The new planner would visit most new construction and major renovation sites, “especially if the change is street-facing,” says Howard.

Phares said his Dilworth group is also concerned about the number of historic buildings demolished or scheduled to be demolished in recent years, particularly close to South Boulevard, where the light rail line and increasing land prices have encouraged new multifamily projects. A one-year waiting period can be required before a property owner can demolish a historic building – called a contributing structure – within a historic district. The HDC can waive the waiting period, Howard said, but usually does so only if the structure is severely damaged or a safety hazard. Howard said three contributing structures were demolished in 2013. Just last month, owners chose to demolish a 1920s home on Park Road.
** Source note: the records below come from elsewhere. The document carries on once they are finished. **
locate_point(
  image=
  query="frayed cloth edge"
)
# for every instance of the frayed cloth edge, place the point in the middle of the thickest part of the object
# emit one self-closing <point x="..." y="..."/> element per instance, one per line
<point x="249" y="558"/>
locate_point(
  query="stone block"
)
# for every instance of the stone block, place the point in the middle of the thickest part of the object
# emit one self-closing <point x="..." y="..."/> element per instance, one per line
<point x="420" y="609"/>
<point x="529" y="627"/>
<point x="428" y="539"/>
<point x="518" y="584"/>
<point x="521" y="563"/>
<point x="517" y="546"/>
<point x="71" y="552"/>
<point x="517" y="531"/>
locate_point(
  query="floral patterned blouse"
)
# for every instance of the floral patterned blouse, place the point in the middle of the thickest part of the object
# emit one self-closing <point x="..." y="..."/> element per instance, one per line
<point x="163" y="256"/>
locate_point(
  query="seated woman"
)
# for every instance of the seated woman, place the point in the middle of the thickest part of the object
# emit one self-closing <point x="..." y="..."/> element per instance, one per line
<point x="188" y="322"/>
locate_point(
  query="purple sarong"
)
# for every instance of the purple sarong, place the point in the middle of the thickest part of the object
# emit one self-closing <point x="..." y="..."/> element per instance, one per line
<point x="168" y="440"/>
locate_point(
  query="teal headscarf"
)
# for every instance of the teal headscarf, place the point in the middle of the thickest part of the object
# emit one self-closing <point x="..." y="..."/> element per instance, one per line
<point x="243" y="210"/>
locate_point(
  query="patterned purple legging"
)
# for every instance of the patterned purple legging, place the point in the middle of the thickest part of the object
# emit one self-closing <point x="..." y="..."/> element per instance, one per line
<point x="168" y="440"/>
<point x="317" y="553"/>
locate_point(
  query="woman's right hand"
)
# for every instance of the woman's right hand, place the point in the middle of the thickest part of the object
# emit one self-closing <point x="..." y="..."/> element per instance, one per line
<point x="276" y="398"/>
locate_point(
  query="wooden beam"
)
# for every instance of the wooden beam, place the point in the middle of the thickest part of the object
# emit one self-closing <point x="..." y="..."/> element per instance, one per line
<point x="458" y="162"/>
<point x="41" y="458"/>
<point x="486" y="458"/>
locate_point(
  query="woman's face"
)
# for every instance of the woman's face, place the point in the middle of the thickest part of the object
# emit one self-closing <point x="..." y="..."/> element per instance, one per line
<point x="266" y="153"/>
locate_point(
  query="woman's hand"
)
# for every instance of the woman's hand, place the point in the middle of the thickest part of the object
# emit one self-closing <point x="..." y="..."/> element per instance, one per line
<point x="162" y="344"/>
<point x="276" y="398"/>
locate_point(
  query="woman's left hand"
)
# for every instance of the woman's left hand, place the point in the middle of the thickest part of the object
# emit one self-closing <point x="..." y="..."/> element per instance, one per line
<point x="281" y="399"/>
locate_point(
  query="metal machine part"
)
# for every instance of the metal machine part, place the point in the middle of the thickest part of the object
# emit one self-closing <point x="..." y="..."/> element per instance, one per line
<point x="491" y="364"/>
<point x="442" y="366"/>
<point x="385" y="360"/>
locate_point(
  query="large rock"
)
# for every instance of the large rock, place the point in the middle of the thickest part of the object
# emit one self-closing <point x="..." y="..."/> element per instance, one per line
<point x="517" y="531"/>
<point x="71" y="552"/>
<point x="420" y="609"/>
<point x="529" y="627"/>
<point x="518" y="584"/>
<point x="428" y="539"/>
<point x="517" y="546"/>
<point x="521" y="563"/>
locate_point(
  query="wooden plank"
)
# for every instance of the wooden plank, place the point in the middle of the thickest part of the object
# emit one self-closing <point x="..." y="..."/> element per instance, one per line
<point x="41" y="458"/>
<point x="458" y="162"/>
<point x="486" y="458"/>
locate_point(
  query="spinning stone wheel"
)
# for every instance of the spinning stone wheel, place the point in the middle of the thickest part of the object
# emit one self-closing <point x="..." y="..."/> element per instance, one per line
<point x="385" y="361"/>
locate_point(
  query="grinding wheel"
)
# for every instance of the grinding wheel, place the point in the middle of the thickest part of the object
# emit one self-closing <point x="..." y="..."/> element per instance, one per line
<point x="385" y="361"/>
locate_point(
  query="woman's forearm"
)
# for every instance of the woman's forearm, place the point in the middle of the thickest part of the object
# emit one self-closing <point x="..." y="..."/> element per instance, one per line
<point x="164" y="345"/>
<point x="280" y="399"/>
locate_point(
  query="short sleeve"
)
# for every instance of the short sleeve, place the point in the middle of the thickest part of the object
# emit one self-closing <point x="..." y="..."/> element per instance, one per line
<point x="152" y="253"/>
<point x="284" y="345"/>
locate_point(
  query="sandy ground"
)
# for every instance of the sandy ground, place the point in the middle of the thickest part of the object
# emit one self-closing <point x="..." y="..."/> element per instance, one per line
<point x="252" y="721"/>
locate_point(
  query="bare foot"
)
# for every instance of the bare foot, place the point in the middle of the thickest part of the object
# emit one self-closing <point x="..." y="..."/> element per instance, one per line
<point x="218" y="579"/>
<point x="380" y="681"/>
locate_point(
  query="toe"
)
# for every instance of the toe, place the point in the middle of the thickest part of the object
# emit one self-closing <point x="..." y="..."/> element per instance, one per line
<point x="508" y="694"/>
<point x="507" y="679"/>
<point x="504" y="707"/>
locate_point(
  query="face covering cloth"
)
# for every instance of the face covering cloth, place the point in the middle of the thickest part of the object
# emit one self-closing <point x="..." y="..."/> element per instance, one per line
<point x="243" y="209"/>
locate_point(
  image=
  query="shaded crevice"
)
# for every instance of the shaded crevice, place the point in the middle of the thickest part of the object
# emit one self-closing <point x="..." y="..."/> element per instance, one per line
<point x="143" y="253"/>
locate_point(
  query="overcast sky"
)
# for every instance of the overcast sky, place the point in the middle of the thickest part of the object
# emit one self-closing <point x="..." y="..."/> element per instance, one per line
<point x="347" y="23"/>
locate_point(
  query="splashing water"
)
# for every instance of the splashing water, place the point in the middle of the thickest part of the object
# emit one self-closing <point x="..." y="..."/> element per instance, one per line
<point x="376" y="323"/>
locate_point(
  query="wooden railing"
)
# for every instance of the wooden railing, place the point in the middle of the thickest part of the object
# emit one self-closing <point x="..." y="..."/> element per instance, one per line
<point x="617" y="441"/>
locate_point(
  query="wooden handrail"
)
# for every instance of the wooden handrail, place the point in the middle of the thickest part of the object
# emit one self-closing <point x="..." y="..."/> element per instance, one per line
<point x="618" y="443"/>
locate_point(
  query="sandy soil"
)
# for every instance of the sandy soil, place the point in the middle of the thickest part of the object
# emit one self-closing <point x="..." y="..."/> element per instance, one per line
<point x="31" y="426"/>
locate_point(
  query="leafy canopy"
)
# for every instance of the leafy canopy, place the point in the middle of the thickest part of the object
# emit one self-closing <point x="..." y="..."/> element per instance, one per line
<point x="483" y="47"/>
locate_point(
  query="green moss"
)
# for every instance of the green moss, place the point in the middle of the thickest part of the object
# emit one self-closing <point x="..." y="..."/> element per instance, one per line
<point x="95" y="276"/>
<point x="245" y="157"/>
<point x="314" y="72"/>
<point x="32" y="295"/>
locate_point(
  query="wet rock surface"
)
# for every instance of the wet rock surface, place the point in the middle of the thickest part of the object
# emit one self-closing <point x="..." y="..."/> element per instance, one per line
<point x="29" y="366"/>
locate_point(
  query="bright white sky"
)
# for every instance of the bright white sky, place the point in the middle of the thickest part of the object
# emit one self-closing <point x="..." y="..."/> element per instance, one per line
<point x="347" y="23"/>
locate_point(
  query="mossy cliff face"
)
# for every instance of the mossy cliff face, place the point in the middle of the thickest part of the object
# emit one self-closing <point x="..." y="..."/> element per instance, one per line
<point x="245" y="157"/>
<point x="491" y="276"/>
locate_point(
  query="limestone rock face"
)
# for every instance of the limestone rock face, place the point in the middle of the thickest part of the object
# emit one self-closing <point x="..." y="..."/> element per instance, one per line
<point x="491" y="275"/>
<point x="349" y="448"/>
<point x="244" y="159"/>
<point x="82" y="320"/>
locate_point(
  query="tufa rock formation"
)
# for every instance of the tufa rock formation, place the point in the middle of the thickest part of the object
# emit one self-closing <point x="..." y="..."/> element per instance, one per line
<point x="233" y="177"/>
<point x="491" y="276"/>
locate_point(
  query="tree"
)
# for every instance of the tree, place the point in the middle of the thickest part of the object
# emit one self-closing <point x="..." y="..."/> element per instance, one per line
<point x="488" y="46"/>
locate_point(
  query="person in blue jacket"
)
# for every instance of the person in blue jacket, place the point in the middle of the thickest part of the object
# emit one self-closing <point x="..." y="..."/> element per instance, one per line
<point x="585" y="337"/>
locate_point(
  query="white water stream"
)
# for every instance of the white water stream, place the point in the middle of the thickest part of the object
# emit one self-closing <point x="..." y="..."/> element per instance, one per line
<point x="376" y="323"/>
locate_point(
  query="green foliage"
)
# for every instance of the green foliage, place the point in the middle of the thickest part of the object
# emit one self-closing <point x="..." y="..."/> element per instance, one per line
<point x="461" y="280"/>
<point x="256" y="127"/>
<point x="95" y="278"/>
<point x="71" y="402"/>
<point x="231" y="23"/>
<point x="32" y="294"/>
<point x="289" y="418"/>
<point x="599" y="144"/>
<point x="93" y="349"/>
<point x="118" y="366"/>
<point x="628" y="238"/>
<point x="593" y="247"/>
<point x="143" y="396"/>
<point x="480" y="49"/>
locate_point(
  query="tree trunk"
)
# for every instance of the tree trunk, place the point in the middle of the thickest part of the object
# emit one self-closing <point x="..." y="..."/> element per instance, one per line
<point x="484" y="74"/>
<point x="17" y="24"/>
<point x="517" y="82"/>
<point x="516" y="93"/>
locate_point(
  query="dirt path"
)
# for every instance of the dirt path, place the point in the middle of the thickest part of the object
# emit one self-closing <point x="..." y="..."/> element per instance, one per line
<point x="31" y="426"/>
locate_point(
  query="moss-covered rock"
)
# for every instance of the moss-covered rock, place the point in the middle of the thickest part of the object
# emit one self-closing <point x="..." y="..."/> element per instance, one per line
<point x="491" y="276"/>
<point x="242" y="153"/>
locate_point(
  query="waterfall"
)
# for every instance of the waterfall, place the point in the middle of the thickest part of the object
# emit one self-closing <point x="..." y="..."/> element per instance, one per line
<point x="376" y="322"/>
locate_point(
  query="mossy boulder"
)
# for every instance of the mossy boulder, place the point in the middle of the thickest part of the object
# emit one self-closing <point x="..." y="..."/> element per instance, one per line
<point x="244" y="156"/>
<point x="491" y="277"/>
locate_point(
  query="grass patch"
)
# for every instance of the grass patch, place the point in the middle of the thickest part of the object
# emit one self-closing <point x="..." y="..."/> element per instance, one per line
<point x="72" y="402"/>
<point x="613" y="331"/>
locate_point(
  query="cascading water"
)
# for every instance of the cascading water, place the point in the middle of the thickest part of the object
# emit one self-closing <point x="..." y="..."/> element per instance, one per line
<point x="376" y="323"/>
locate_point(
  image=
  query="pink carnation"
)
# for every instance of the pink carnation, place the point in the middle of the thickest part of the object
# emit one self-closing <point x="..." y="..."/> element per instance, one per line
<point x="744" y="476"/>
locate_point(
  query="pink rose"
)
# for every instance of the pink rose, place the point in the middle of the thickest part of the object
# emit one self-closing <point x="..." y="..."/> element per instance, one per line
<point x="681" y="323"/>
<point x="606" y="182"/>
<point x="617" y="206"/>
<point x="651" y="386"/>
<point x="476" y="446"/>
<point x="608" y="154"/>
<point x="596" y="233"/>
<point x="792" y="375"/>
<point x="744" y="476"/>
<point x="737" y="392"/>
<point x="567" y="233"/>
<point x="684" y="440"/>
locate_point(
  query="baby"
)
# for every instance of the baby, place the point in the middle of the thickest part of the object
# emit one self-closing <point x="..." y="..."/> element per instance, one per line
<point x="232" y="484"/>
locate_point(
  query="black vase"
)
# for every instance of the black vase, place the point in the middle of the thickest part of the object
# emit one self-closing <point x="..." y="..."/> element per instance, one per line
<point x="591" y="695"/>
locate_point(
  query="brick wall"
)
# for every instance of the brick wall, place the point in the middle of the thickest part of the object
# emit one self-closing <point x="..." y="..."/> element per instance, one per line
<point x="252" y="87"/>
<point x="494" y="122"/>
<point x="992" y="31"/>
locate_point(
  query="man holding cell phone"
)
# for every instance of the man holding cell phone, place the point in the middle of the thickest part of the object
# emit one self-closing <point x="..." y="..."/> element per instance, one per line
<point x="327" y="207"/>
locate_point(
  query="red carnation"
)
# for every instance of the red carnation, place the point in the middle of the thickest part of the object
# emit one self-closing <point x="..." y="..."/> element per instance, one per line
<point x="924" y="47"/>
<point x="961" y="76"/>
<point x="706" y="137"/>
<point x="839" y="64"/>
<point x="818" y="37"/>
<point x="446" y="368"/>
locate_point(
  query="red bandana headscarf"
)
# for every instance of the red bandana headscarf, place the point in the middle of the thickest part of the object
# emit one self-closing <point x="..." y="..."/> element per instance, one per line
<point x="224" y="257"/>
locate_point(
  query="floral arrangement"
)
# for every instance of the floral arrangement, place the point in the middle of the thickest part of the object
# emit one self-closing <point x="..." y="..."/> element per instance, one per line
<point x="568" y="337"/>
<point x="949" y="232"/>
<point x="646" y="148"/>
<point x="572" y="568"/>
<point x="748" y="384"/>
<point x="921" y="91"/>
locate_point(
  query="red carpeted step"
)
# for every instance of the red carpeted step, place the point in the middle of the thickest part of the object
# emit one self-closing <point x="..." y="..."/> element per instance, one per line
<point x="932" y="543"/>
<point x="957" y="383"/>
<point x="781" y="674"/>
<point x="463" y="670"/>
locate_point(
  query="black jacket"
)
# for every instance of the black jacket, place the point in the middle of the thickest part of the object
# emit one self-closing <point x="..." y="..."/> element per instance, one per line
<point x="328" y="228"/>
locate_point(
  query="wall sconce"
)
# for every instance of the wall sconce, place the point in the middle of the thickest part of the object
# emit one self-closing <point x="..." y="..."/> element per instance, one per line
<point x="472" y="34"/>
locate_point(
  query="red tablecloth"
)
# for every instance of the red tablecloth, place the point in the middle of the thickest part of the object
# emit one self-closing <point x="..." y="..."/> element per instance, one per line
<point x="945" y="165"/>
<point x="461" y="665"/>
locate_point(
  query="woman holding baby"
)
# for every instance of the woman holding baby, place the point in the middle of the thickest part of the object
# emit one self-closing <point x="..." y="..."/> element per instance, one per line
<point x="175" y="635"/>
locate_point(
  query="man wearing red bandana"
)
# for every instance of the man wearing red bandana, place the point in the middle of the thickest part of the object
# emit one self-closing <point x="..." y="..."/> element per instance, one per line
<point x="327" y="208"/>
Phares says four buildings at East Tremont and Euclid Avenue, at the edge of the Dilworth district, are in the waiting phase.

“I see more (demolitions and renovations) in Dilworth because it’s the biggest district,” says Howard. “They get the lion’s share of everything. Everybody is trying to get over there and build.”

The HDC is preparing for a Historic Resources Survey this summer, which will identify and catalog all buildings built before 1964. Phares said his group is worried that the survey might show that Dilworth’s district has shrunk because of the loss of buildings near South Boulevard.   

Howard says that’s unlikely.

“Unless there’s like a major loss of structures, like blocks, that’s when districts change,” says Howard.  “There’s also a good chance that a district could expand because structures that weren't considered in the last survey will be in this one."

Charlotte conducted its last historic resources survey three decades ago, in the early 1980s. Only structures at least 50 years old qualify as “contributing structures” to a historic district. So a large number of buildings built between the early 1930s and 1964 now have a chance to qualify for historic status.

The council is scheduled to vote on the fiscal year 2014-15 budget, including the new planner position, at its Monday meeting. At a straw vote May 28 the council’s two Republicans, Ed Driggs and Kenny Smith, voted against the request for the new position.